Residents hit Main Street for Tiburon’s first Juneteenth fest

Residents gather around the stage on Tiburon’s lower Main Street on June 19 to listen to the music of jazz band Joyce Grant & Co. at the town’s inaugural Juneteenth festival celebrating Black history. (Elliot Karlan / For The Ark)

Tiburon’s inaugural Juneteenth celebration featured jazz, poetry and history lessons — and a pledge from several speakers to continue work aimed at building a more inclusive community.

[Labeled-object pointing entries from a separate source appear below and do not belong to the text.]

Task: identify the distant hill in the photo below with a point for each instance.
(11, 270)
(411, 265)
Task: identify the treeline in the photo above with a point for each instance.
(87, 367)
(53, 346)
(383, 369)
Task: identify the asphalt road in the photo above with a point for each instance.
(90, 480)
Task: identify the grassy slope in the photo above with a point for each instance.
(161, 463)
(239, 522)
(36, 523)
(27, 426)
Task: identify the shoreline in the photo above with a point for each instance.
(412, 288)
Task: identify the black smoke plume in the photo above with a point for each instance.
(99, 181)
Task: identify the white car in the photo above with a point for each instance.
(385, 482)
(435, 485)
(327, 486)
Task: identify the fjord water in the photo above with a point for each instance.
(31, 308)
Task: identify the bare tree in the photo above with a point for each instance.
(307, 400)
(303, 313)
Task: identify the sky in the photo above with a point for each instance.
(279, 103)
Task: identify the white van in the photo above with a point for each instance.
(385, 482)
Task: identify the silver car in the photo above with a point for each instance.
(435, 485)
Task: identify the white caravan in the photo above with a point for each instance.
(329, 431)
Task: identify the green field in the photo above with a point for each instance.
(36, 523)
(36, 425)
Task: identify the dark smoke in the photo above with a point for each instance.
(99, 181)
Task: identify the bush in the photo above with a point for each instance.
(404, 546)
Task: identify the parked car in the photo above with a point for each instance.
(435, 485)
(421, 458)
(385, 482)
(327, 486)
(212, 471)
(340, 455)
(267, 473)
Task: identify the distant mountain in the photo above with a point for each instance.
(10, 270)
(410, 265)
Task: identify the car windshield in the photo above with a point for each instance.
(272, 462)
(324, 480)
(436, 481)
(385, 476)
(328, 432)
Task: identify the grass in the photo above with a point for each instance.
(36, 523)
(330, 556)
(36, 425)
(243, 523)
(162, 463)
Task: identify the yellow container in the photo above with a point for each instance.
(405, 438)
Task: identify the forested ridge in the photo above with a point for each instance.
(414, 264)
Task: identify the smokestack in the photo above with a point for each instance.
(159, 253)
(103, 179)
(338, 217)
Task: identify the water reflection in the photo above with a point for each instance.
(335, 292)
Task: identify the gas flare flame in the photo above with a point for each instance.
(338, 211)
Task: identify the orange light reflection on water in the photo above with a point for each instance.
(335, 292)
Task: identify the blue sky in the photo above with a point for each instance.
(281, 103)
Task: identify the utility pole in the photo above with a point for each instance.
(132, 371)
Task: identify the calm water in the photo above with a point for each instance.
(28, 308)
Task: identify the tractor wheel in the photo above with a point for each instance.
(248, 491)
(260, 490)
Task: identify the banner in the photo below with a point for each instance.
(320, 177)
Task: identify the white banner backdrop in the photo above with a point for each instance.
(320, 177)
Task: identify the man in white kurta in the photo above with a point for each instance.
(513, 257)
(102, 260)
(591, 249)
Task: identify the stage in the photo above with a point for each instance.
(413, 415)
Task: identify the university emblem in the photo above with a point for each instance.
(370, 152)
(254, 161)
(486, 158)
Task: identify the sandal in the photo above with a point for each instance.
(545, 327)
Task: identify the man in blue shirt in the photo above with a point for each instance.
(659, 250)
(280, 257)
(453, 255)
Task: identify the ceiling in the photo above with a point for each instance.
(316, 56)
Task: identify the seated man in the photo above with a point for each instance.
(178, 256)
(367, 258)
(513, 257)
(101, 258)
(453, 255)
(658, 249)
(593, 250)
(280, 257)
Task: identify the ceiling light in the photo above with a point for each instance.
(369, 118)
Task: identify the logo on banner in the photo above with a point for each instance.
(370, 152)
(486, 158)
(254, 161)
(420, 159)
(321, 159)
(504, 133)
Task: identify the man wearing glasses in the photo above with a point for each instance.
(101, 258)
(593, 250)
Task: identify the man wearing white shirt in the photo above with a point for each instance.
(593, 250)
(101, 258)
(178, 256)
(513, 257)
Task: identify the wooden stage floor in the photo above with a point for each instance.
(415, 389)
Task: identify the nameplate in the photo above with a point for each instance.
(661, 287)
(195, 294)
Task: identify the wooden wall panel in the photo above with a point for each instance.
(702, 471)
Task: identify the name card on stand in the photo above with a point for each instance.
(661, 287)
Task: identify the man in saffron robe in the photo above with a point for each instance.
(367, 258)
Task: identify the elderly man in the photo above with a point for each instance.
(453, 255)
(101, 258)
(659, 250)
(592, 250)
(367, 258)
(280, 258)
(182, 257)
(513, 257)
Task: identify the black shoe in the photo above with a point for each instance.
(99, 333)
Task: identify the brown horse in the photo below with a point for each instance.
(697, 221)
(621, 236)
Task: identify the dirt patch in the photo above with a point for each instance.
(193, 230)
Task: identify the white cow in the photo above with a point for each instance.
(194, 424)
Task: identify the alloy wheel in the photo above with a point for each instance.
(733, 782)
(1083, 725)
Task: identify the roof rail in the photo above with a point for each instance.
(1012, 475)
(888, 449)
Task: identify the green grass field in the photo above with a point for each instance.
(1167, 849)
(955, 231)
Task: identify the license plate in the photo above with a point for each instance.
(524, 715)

Residents crowded Main Street for the June 19 festival, hosted by the Tiburon Peninsula Chamber of Commerce and the town’s Diversity Inclusion Task Force, formed earlier this year to address issues of race and bias in the community. In between sets from jazz vocalist Joyce Grant, who belted out original songs and crowd favorites such as “Mustang Sally” by Wilson Pickett and “Happy” by Pharrell Williams, task-force members and city officials talked about the holiday’s origins and ongoing efforts to combat racial injustice.

Juneteenth, also historically known as Emancipation Day and Black Independence Day, is a celebration of Black history that commemorates the end of slavery in the U.S. On June 19, 1865, Union Gen. Gordon Granger arrived in Galveston, Texas, and informed slaves that the Civil War had ended and slavery had been abolished. The announcement came about 2½ years after President Abraham Lincoln issued the Emancipation Proclamation on Jan. 1, 1863. It has been celebrated by Black Americans since the late 1800s.